The Reindeer Hut began in the kitchen. An appropriate location, given our yet unrealized trajectory. It was the day after we first met. We were relaxing in Aarons’ kitchen talking about our thoughts, ideas and plans for the future. I explained my dismay with the current gyro situation and my desire to produce a great gyro for the people of our community. He, being brand new to Alaska, was obsessed with reindeer. He looked me straight in the eye and said ” why don’t you make a reindeer gyro?” I looked at him, told him what a ridiculous idea that was and that it would never work. I then told him that we needed to start working on the recipe immediately.
As the winter raged on, transformed into spring and onwards to summer and fall, we were still tossing this reindeer gyro idea around. We were growing ever more serious about the formation of the establishment. We found a source for reindeer meat and we were regularly making small batches trying to get the seasoning right. While our friends and family were apprehensive, they were also fully supportive. When the opportunity came along to purchase an existing food truck, we took the leap. We found it in Wasilla. It was well built. Nice looking and sturdy. We took it home and gutted it. While we were thrilled that we had the main component of the business, we now had to figure out how to put together a commercial kitchen. Piece of cake.
Price tag sticker shock, Department of Environmental Conservation (DEC) regulations, DOT, Fire Marshal ordinances, Insurance and business incorporation.
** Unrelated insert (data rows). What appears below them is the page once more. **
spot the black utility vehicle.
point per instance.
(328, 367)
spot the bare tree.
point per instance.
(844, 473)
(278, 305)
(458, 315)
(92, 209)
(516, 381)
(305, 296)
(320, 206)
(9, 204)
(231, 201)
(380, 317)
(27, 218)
Good times.
Buy a food truck they said. It will be fun they said. Okay, nobody said that. Never the less, we were in it. Fully. In It. Neither of us had embarked on such an adventure before, but each of us possessing a very different set of skills was about to pay off. With the paperwork in order, we began the “build”. After months of shopping we ordered what we needed and waited patiently for the equipment to make the long journey north. Then we waited some more. Then a little more. Ahhh…. Alaska.
With the formation of the “Hut” a few things needed to be in place. Local Alaskan farmers and organic products. For us, this was key, as we planned to make almost everything from scratch. During the development of our menu, along came the idea of using Alaska Native fry bread instead of flat bread. A dear friend of ours, Josi Hudson, was kind enough to share her family recipe with us. We love you Josi, and you are truly missed! Your family recipe lives on.
The rest is in the history books and the story continues today. Through the years a lot has changed yet our customers remain the core of our business. Without you all we wouldn’t be able to do what we do. We thank you and love seeing you year after year. We truly cannot wait to see where we go together next.